Additional nurses have been deployed to the Harrison Point Isolation Facility. (FP)

The Ministry of Health and Wellness is bolstering its capacity to manage the recent spike in COVID-19 cases linked to the highly contagious Delta variant.

This includes the deployment of additional nurses to the Harrison Point Isolation Facility, a move welcomed by Nursing Officer, Glendora Seale, who has been stationed there since it was commissioned in March 2020.

Ms. Seale, who was speaking via Zoom at last evening’s press conference to update the country on Government’s COVID-19 response, said it was a remarkable and insightful move, given the serious nature of the situation.

“Recently, in terms of support systems, we’re utilizing the resources of additional nurses. These nurses are not only Bajan nurses. These nurses are Ghanaians and Cubans to work hand in hand with our local counterparts.”

She also shared a firsthand experience, pointing out that after Barbados recorded its first case of the viral illness on March 16, 2020, “those first couple months, as I remember, were very rough months because it was then that we saw our most ill patients”. According to her, most of them were young people “who were having very severe symptoms”.

Nurse Seale went on to highlight that over time, they have seen an increase in the number of COVID-19 cases in persons under the age of 60, at the facility. “A large percentage of them are symptomatic and a good set of them end up in the intensive care setting here at Harrison Point, where we give support to patients who have not only comorbidities, but they have some severe symptoms of COVID-19 and need advanced medical support.

“Right now at Harrison Point, we have a number of patients who are in the intensive care setting, which is the Primary Isolation.
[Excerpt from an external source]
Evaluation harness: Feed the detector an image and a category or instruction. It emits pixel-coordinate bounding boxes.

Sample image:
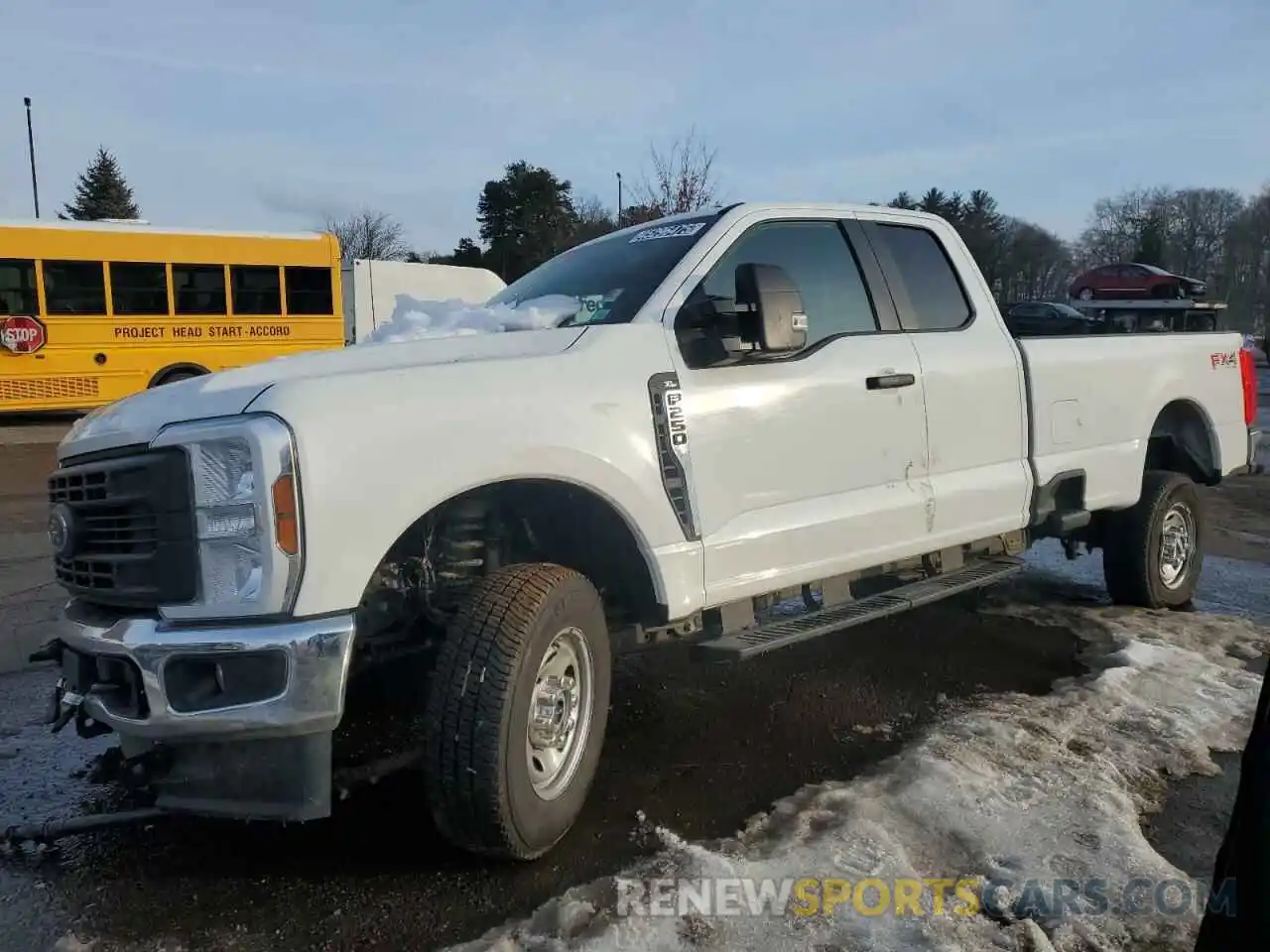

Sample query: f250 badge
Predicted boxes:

The average age of those persons is about 43 years old. Two of them are critically ill, and all of the others, the majority of them are all on some level of oxygen support. In terms of whether they’re vaccinated or not, I won’t be able to share that data with you,” she explained.

With regards to the nursing staff at Harrison Point, Ms. Seale said that to date “none of them have ever received a positive COVID test”. She further noted that “the percentage of nurses who are vaccinated range from 98 to 98.5 per cent”.

“We continue to soldier on. We are highly motivated and dedicated to looking after the COVID-19 patients. And I want the public to know out there that the vaccination is not the cure for all for COVID-19. It is one in the armory that we can use to navigate the negative outcomes of the [virus]. According to the science, those who are vaccinated most of the time in the cases provided they would not have had as a severe outcome as thouse who were unvaccinated.”         

And it was against this background that the public health nurse implored Barbadians to continue to following the established public health protocols, whether or not they had been inoculated.